The Beauty of Small Natural Numbers

Apr. 13, 2021
Musician, senior software engineer, autistic person, and autistic parent - not necessarily in 𝓭𝓲𝓼 𝓸𝓻𝓭𝓮𝓻

Glider

There’s something beautiful about small natural numbers, mainly about their relation to the human psyché.

I’m taking zero out, ’cause, even some says zero is natural, natural numbers are countable; I challenge you to count zero.

1 (one) is the unit, the origin. Without one there’s no one, everything starts with one; the first anything.

2 (two) is one plus one, and this simple operation is very meaningful:

If you got a problem, you solve that problem; but if you got two problems, you’re obliged to generalise the solution for the first time.

Two is the first prime, the first even – the only even prime. The pair.
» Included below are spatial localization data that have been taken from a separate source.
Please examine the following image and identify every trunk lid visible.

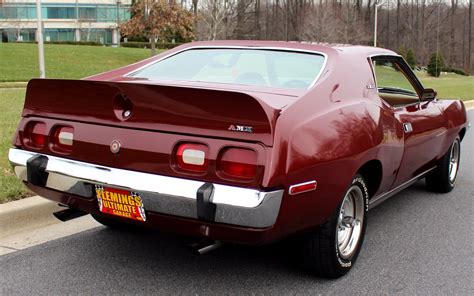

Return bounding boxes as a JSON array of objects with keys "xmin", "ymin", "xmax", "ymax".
[{"xmin": 23, "ymin": 79, "xmax": 294, "ymax": 146}]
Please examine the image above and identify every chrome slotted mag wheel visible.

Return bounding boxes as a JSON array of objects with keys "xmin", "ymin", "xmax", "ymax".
[
  {"xmin": 448, "ymin": 140, "xmax": 460, "ymax": 183},
  {"xmin": 337, "ymin": 185, "xmax": 365, "ymax": 259}
]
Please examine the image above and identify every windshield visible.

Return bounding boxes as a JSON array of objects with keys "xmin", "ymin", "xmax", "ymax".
[{"xmin": 130, "ymin": 48, "xmax": 326, "ymax": 90}]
3 (three) is two plus one, and that’s meaningful too: three is the result of the simpliest operation (3 = 2 + 1) between the simpliest numbers. It’s the offspring, the odd one after one:

4 (Four) is the first square after one, representing the square idea itself.
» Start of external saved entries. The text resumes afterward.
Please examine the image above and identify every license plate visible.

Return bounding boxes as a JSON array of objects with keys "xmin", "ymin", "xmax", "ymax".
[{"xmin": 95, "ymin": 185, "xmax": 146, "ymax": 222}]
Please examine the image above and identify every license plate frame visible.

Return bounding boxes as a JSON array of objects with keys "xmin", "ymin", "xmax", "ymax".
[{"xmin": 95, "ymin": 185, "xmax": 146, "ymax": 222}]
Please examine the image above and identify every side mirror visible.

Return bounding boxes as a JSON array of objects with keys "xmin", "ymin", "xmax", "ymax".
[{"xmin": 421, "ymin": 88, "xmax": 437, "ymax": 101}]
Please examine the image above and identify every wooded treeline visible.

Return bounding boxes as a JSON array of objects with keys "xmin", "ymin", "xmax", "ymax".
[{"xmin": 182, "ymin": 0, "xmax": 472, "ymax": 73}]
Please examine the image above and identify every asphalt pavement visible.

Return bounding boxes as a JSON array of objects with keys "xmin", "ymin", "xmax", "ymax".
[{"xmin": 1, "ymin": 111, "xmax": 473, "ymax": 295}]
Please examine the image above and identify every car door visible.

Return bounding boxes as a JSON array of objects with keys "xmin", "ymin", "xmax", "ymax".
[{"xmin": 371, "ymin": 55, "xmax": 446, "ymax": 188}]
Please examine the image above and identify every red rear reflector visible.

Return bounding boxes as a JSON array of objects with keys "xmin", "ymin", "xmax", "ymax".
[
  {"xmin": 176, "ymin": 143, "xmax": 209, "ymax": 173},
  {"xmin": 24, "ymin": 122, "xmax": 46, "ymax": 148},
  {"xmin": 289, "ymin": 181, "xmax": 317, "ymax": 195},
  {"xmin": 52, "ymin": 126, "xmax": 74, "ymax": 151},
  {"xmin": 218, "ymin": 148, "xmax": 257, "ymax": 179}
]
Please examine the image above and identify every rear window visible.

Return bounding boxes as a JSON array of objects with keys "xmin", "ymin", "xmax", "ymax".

Four equals to the product of its own isometric sum elements (2 + 2 = 2 × 2). By the way: 4 = 2 + 2 = 2 × 2 = 2²

5 (five) is the number of elements of the smallest meaningful field. It’s the only untouchable odd number.

6 (six) is the first number that is neither a square not a prime number; the first perfect number. The hexagon has edges of the same size of its radio, making it the perfect natural bidimensional form.
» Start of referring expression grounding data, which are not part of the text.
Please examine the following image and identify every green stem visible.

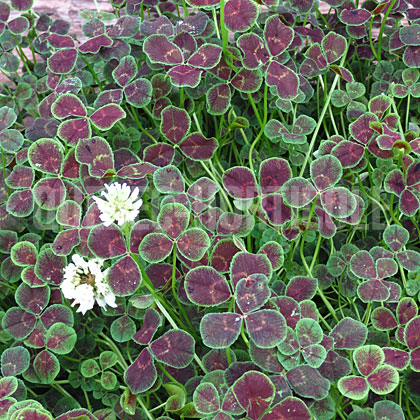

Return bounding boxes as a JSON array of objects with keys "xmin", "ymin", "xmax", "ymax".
[
  {"xmin": 13, "ymin": 36, "xmax": 32, "ymax": 74},
  {"xmin": 240, "ymin": 323, "xmax": 249, "ymax": 347},
  {"xmin": 131, "ymin": 254, "xmax": 191, "ymax": 332},
  {"xmin": 376, "ymin": 0, "xmax": 398, "ymax": 61},
  {"xmin": 212, "ymin": 9, "xmax": 221, "ymax": 39},
  {"xmin": 1, "ymin": 149, "xmax": 9, "ymax": 197},
  {"xmin": 231, "ymin": 109, "xmax": 250, "ymax": 145},
  {"xmin": 93, "ymin": 0, "xmax": 101, "ymax": 13},
  {"xmin": 219, "ymin": 0, "xmax": 228, "ymax": 55},
  {"xmin": 83, "ymin": 389, "xmax": 92, "ymax": 412},
  {"xmin": 363, "ymin": 302, "xmax": 372, "ymax": 325},
  {"xmin": 300, "ymin": 199, "xmax": 339, "ymax": 324},
  {"xmin": 129, "ymin": 105, "xmax": 158, "ymax": 143},
  {"xmin": 390, "ymin": 95, "xmax": 405, "ymax": 140},
  {"xmin": 249, "ymin": 83, "xmax": 268, "ymax": 174},
  {"xmin": 398, "ymin": 260, "xmax": 407, "ymax": 287},
  {"xmin": 179, "ymin": 87, "xmax": 184, "ymax": 108},
  {"xmin": 299, "ymin": 41, "xmax": 349, "ymax": 176},
  {"xmin": 192, "ymin": 112, "xmax": 202, "ymax": 134},
  {"xmin": 52, "ymin": 384, "xmax": 74, "ymax": 399},
  {"xmin": 247, "ymin": 93, "xmax": 263, "ymax": 128},
  {"xmin": 131, "ymin": 254, "xmax": 207, "ymax": 374},
  {"xmin": 300, "ymin": 198, "xmax": 318, "ymax": 276},
  {"xmin": 181, "ymin": 0, "xmax": 189, "ymax": 17},
  {"xmin": 309, "ymin": 234, "xmax": 323, "ymax": 273},
  {"xmin": 100, "ymin": 334, "xmax": 128, "ymax": 369},
  {"xmin": 406, "ymin": 93, "xmax": 411, "ymax": 131},
  {"xmin": 199, "ymin": 161, "xmax": 233, "ymax": 212},
  {"xmin": 368, "ymin": 17, "xmax": 378, "ymax": 61},
  {"xmin": 81, "ymin": 57, "xmax": 103, "ymax": 90},
  {"xmin": 170, "ymin": 245, "xmax": 197, "ymax": 334},
  {"xmin": 157, "ymin": 361, "xmax": 183, "ymax": 387},
  {"xmin": 137, "ymin": 396, "xmax": 156, "ymax": 420}
]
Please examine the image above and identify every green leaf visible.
7 (seven) is the only Mersenne safe prime, highly associated to luck in the Judeo-Christian culture, but not only.

8 (eight) the first cube after one, representing the 3-dimensionality itself. The only natural perfect power that’s one less than another perfect power.

Sphenic numbers have eight divisors.

Have you gotten any interesting natural number fact?